Le second facteur est environnemental, celui de la ville « durable ». La priorité est à la réduction des émissions de gaz à effet de serre, dont les secteurs du bâtiment et des transports sont justement les deux principaux contributeurs. La ville durable est celle où les transports polluants sont limités et où les bâtiments et infrastructures sont à faible empreinte environnementale. Les entreprises y contribuent en restreignant les migrations alternantes et les déplacements pendulaires entre la périphérie où sont majoritairement logés leurs salariés et les bureaux en centre-ville et en occupant des bâtiments « verts » performants énergétiquement et dotés de qualités environnementales reconnues.

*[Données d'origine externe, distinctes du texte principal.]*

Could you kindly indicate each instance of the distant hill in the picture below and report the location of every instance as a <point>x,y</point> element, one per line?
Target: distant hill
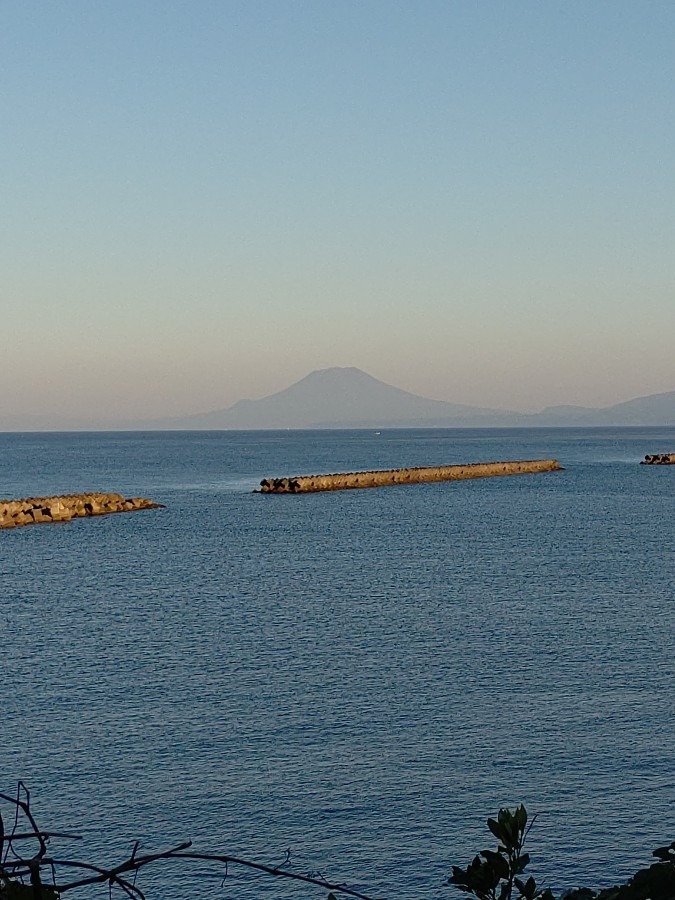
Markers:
<point>342,398</point>
<point>350,398</point>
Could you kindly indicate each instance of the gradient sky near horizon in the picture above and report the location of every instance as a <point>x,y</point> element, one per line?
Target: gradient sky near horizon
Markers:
<point>204,201</point>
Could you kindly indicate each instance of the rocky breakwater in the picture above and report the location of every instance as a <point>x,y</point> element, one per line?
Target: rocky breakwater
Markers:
<point>32,510</point>
<point>302,484</point>
<point>659,459</point>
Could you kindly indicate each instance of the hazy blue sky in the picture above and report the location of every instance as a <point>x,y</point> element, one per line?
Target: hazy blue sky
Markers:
<point>203,201</point>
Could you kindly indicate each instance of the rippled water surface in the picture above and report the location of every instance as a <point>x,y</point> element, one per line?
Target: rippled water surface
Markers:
<point>358,677</point>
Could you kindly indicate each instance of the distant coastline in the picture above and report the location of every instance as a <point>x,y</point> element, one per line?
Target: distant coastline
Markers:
<point>348,398</point>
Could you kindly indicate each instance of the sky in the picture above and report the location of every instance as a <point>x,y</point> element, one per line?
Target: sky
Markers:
<point>204,201</point>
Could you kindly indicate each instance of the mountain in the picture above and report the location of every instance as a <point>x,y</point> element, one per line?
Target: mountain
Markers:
<point>350,398</point>
<point>342,398</point>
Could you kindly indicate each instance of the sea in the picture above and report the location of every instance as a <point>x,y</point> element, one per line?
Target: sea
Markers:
<point>346,684</point>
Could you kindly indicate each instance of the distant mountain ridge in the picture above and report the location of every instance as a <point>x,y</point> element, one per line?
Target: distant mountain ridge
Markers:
<point>344,398</point>
<point>350,398</point>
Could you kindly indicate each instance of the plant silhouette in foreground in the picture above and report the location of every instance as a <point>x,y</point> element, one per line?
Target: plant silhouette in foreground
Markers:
<point>496,874</point>
<point>35,874</point>
<point>493,874</point>
<point>38,875</point>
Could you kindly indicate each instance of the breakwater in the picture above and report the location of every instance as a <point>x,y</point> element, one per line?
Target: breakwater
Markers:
<point>32,510</point>
<point>302,484</point>
<point>659,459</point>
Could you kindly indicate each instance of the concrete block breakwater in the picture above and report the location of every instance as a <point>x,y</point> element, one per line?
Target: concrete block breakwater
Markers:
<point>659,459</point>
<point>63,508</point>
<point>302,484</point>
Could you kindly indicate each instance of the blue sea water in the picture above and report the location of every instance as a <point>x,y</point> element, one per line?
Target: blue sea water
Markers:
<point>357,678</point>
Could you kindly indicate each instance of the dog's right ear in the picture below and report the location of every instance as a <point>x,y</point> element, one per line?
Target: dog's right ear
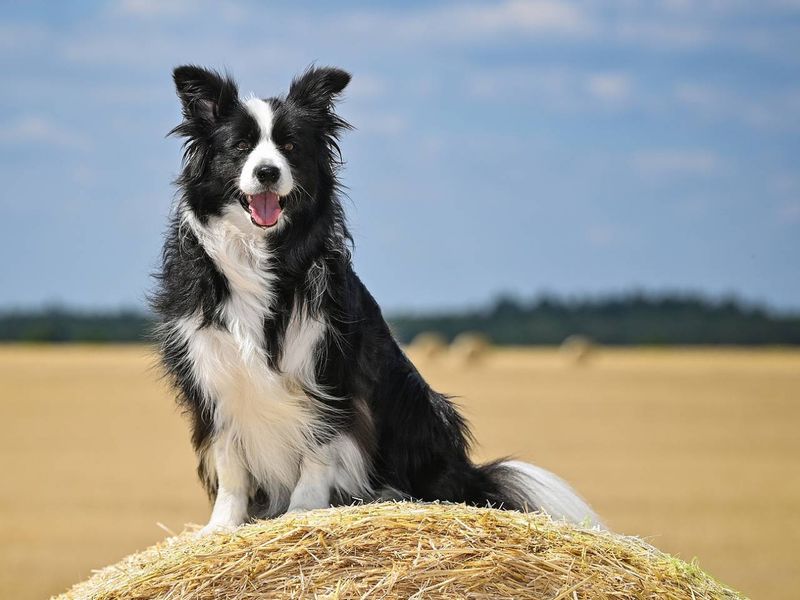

Enfin, le dernier facteur est technologique. Il est révélé par la révolution numérique et le développement accéléré des nouvelles technologies de l’information qui permettent le nomadisme. L’émergence du « cloud computing »  qui permet d’avoir accès à tout moment à son univers de travail et à son poste de travail dématérialisé, donne la possibilité de travailler de l’endroit où l’on veut notamment en-dehors des murs de l’entreprise. Ce contexte est par ailleurs largement privilégié par l’arrivée sur le marché du travail de la génération Y par essence connectée.

Le développement du nomadisme et l’arrivée sur le marché du travail d’une nouvelle génération connectée ne justifient pas à eux seuls les nouvelles pratiques de l’usage des espaces de travail. C’est en réalité une triple conjonction entre nouveaux modes d’organisation, considérations environnementales et enjeux financiers qui redessine les territoires de l’entreprise dans un premier temps puis de la ville elle-même dans un second temps.